Vegetarian Lentil Soup

Vegetarian Lentil Soup


7 people made this

About this recipe: I always find it amazing how intense a flavour you can achieve with the right ingredients. This vegetarian lentil soup recipe is a fantastic example of that - combining fresh veg, herbs, garlic and little else for a lovely soup.


Serves: 8 

  • 300g green or brown lentils
  • 2 tablespoons olive oil
  • 2 medium onions, chopped
  • 3 garlic cloves, finely chopped
  • salt and freshly ground black pepper to taste
  • 3 tablespoons tomato puree
  • 1 small celery, chopped
  • 1/2 carrot, chopped
  • 2 bay leaves
  • 1 bunch chopped parsley
  • 1 tablespoon Dijon mustard
  • 1-2 tablespoons red wine vinegar

Prep:25min  ›  Cook:45min  ›  Ready in:1hr10min 

  1. Add lentils to a bowl of cold water and set aside (the bad ones normally float to the top - remove these).
  2. Heat olive oil in a large pot and fry onion for 5-7 minutes.

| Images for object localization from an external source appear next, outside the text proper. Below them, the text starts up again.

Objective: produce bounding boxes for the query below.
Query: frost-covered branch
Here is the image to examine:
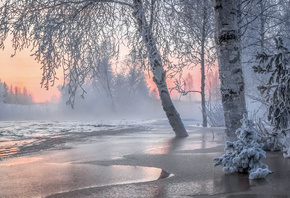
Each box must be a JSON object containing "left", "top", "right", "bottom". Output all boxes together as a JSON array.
[
  {"left": 0, "top": 0, "right": 137, "bottom": 107},
  {"left": 105, "top": 0, "right": 134, "bottom": 8},
  {"left": 253, "top": 37, "right": 290, "bottom": 158},
  {"left": 169, "top": 78, "right": 201, "bottom": 97}
]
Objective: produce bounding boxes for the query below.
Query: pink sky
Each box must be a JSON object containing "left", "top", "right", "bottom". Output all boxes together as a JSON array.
[
  {"left": 0, "top": 40, "right": 202, "bottom": 103},
  {"left": 0, "top": 42, "right": 62, "bottom": 103}
]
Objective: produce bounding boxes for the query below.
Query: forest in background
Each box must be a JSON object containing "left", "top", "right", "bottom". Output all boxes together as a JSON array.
[{"left": 0, "top": 80, "right": 34, "bottom": 105}]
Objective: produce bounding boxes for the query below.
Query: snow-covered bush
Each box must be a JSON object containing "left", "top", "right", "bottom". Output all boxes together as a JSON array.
[{"left": 213, "top": 114, "right": 272, "bottom": 179}]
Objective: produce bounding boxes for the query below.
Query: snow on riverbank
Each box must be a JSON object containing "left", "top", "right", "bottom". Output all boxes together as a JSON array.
[
  {"left": 0, "top": 118, "right": 202, "bottom": 159},
  {"left": 0, "top": 119, "right": 156, "bottom": 158}
]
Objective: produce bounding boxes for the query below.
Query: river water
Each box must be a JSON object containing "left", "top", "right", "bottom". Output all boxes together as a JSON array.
[{"left": 0, "top": 119, "right": 155, "bottom": 159}]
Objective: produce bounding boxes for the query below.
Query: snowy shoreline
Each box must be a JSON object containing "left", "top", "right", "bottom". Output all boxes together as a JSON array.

Add garlic, 1 teaspoon salt, tomato puree, celery, carrot, bay leaf and parsley and fry for a further 3 minutes, stirring.
  3. Drain the lentils. Bring 2 litres of water to the boil in the pan with the lentils. Reduce the temperature and boil for 30-35 minutes with the lid half-closed until the lentils are soft.
  4. Sitr mustard and red wine vinegar into the soup and puree with a hand blender. The soup should have a bit of crunch. Season with salt and pepper.